Here's the shocker: Shia LeBouf gave the best performance in the picture. He was dead-on. I'll forgive him the monkey-swing through the trees and simply blame Lucas, but otherwise, Shia I believed. I could complain about CGI gophers (and I guess I just did), but the biggest problem was the tag ending.
Not only do I not believe a 65-year-old Indy getting married to his ex-sweetheart that he just saw for the first time in 25+ years, but it goes against his character- or rather, it goes against what we want. We don't want to know about Indy's real life. We don't care. Giving him a wife and settling down is killing him, essentially. Indy perpetually lives swinging from things and fighting bad guys in the safe confines of our memories and DVD cases..... he's not real and he doesn't get married and settle down. This was a case of one of the three (Spielberg, Lucas or Koepp) hoping the whole "Dad" thing from LAST CRUSADE would work with a "family." It didn't. Yes, Indy has some very funny lines about Mutt going to school, etc., but it doesn't work.
All that being said, I still had fun. The warehouse chase was great fun (I could have done without the nuclear test scene which pushed it a bit too far), and as soon as they hit South America, it was ON. It's ironic that I didn't believe small intimate things Harrison Ford said to other characters but I completely bought every word he said about Crystal Skulls, mythical kingdoms, and crazy theories. Probably because Indy never really believes those stories in the first place, so Harrison and Indy's tongue is firmly in cheek, finally.
I was more than willing to buy the skull bit, and the myriad of cool set pieces like the sanatarium, graveyard, Conquistador's resting place, jungle, Akator temple....... loved 'em. The ant scene was great! I was even willing to buy the various effects that the skull had on different things. But if it told Indy that it wanted to go home, I want to see that shocking realization in Harrison Ford's face for a few scenes.
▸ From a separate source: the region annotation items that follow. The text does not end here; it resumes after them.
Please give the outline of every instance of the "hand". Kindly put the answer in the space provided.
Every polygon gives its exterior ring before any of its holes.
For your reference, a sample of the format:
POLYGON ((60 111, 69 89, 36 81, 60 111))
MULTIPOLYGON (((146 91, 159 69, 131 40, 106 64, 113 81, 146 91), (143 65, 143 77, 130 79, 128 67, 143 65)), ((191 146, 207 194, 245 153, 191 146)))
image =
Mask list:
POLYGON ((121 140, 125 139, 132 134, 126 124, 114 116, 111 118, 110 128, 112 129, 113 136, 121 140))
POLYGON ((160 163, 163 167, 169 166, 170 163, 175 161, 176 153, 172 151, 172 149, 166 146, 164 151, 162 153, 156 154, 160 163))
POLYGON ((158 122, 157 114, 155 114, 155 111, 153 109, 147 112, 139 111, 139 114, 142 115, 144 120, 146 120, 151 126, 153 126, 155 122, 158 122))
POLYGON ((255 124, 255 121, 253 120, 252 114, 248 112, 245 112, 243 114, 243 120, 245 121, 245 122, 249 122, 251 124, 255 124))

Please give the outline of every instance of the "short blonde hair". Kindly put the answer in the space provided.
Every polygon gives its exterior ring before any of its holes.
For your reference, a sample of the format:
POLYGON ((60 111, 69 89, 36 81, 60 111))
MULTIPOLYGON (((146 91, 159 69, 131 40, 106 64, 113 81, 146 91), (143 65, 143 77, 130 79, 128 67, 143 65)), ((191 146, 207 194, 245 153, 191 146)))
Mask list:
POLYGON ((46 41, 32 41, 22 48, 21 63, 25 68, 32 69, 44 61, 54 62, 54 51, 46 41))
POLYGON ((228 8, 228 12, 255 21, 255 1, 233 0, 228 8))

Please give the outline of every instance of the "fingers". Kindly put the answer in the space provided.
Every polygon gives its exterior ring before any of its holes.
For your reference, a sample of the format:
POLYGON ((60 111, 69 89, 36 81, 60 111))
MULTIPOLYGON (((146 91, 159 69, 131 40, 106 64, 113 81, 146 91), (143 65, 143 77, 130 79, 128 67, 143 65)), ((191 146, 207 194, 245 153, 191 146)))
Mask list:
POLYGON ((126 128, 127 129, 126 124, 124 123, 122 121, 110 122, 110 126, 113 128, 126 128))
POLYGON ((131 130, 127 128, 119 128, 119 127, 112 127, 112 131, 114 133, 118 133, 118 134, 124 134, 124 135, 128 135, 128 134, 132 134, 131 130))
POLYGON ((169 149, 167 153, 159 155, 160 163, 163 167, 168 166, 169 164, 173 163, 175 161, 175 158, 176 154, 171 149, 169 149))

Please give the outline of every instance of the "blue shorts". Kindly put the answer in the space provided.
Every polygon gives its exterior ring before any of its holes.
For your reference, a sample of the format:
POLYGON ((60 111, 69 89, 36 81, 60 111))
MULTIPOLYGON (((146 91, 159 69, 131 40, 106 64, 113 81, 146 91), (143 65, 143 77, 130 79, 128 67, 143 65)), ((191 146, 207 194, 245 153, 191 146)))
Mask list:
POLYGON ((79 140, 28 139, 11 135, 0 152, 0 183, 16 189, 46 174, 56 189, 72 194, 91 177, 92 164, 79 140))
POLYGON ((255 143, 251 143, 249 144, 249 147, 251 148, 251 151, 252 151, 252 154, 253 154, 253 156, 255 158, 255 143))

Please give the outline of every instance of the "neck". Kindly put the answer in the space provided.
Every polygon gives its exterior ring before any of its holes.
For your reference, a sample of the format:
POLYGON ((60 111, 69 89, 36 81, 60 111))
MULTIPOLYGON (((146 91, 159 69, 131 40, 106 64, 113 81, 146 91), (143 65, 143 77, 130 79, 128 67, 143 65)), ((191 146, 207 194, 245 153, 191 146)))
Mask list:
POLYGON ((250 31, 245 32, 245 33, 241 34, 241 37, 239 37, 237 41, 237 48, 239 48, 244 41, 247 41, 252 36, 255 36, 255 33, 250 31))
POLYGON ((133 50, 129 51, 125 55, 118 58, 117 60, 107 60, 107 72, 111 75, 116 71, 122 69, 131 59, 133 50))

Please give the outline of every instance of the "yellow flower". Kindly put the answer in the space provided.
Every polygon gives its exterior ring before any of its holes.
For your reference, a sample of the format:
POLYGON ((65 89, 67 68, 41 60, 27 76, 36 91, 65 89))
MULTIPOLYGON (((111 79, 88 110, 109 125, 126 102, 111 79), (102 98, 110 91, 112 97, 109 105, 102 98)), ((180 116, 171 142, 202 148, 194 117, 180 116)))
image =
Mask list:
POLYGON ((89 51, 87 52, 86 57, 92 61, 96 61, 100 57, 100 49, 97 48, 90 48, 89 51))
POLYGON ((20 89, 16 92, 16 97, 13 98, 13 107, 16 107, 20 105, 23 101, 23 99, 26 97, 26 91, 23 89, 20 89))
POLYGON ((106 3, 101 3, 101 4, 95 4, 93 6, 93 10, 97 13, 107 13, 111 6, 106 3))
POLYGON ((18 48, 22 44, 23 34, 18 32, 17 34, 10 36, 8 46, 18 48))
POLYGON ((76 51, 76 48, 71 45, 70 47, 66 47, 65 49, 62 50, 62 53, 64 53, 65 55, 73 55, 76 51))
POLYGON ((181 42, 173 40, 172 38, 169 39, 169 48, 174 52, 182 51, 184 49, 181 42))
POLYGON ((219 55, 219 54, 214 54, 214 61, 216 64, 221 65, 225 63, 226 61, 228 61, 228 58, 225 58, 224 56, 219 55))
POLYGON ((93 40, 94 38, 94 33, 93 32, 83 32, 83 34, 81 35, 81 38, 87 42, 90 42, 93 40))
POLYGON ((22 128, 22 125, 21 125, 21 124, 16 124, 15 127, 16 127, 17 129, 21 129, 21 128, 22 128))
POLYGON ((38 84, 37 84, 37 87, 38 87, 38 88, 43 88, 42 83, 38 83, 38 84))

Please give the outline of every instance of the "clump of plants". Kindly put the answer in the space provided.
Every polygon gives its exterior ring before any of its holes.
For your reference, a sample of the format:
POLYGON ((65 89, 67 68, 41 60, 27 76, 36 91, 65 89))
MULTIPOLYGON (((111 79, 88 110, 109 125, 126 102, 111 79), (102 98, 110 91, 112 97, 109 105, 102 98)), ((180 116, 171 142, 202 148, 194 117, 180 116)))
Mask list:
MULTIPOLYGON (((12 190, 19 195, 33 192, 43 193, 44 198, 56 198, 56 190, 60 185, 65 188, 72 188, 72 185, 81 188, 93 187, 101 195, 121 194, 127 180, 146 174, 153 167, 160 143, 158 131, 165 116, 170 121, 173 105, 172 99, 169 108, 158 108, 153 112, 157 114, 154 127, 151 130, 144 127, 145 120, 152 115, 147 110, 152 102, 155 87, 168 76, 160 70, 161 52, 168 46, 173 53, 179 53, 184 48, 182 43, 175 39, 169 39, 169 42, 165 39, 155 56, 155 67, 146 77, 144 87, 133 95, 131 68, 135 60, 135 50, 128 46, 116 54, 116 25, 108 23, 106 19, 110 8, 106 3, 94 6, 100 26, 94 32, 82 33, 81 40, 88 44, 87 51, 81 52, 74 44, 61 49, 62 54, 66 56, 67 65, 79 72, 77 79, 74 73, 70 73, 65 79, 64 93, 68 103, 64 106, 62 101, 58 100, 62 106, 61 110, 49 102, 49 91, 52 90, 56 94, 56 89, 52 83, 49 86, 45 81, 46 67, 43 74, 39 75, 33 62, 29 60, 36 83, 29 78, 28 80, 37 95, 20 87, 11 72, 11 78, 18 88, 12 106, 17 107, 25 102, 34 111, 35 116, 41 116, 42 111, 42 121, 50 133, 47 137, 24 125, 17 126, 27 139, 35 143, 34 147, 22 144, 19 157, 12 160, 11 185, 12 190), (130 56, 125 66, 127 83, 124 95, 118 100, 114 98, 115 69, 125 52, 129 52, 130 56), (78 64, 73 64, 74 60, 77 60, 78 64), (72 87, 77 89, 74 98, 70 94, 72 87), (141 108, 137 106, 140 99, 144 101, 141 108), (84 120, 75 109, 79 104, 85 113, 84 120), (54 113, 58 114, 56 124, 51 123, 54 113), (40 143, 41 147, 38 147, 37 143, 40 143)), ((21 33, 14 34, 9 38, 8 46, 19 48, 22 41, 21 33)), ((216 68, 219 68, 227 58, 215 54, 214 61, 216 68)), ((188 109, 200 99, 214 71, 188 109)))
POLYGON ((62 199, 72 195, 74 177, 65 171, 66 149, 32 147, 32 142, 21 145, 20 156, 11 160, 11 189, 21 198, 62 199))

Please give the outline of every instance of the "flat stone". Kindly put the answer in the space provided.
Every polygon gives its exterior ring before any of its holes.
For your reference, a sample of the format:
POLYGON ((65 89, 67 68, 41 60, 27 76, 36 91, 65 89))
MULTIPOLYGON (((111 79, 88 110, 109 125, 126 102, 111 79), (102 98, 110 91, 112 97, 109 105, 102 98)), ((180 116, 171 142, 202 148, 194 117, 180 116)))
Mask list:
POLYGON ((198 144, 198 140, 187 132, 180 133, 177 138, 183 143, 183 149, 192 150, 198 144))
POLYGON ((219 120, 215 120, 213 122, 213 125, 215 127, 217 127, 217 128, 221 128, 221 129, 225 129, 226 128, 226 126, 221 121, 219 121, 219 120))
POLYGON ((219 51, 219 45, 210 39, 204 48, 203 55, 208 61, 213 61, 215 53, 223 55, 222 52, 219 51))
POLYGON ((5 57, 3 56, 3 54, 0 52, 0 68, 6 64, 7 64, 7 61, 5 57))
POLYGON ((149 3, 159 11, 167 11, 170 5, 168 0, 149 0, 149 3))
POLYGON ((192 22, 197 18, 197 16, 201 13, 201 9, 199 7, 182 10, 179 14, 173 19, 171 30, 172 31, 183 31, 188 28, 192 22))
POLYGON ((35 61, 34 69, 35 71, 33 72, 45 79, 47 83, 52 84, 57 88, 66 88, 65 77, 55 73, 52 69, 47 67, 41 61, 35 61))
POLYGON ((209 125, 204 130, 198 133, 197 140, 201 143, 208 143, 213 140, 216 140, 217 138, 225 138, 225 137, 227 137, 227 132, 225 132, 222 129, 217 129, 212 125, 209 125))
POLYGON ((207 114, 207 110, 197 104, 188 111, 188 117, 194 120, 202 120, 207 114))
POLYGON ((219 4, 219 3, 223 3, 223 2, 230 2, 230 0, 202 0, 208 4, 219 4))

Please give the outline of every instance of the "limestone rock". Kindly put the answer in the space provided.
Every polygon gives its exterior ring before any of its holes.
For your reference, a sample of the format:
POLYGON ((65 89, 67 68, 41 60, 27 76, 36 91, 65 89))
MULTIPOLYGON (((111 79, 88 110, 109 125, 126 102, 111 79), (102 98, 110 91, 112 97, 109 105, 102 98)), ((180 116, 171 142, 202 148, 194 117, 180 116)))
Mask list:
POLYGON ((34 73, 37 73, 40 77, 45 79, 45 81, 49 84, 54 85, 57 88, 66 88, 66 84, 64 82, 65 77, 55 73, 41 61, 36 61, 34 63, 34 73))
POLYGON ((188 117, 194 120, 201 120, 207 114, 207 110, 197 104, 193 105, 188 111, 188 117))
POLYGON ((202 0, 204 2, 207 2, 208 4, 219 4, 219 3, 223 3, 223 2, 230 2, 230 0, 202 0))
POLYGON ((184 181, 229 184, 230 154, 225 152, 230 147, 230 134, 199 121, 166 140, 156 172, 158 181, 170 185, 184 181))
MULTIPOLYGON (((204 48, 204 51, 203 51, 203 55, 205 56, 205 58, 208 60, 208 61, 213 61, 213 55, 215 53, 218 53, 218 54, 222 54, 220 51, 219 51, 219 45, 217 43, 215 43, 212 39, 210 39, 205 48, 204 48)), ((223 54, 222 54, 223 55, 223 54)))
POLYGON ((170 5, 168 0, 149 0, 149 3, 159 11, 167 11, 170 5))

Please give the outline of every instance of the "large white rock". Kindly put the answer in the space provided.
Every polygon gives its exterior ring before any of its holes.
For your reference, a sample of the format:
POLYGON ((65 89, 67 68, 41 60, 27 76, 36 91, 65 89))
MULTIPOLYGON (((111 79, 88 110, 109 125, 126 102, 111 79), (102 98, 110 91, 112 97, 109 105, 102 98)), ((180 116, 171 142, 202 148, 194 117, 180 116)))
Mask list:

And with a great chase scene from angry Incans, I don't want it quickly interrupted by Russians calmly killing them all. They could have been used to much greater effect toward the end of the movie.
I even liked the alien section at the end. The saucer rising from the ground, on the other hand, not so much. And I'm a bit concerned that the "compromise" that Ford and Spielberg made with Lucas for including aliens was the tossed off line by Hurt about them being "from another dimension" and not "from space" (rather: "the space between spaces.") - at that point, why do we care? And Spalko.......... I understand what they were doing with her dying because of her selfish quest for knowledge, but that could have been much better handled.
Last but so not least, the wedding chapel doors magically blowing open and Shia about to try on the hat? No. Another way of him trying on the hat at the end? Okay, but not that way.
Overall, this didn't feel like an Indiana Jones movie - it felt like all the people who did the Indiana Jones movies got together and made an homage to the Indiana Jones movies. Was it bad? No. But with Spielberg and Indy, any single moment of real disappointment (and this had a few) is the same as a regular movie being bad. The filmmakers bring a great resume with all A's (well, mostly) and they turn in a C+ paper, albeit written on brilliantly-colored paper.
A few more viewings and I might be at least okay with this movie. But so help me God, if Lucas finds a way to make another one, I may kill myself. It's not worth it.
ADDENDUM in June 2009. Have seen this a few times and have decided officially that even the few good things don't equal anything of quality. It actually gets worse the more you watch it. All the problems I mentioned above still apply, but after reading the original screenplay, this thing fails even more. If it didn't have Harrison and the words INDIANA JONES in the title, it might have been okay, but really, it's like the MUMMY 2 in a cooler jungle location. And the blurry camera style gets annoying really fast. Great set pieces that are wasted in the story. Great characters that get wasted. The Alien thing? Cool idea.... now tell a STORY. Just drop 10% from me.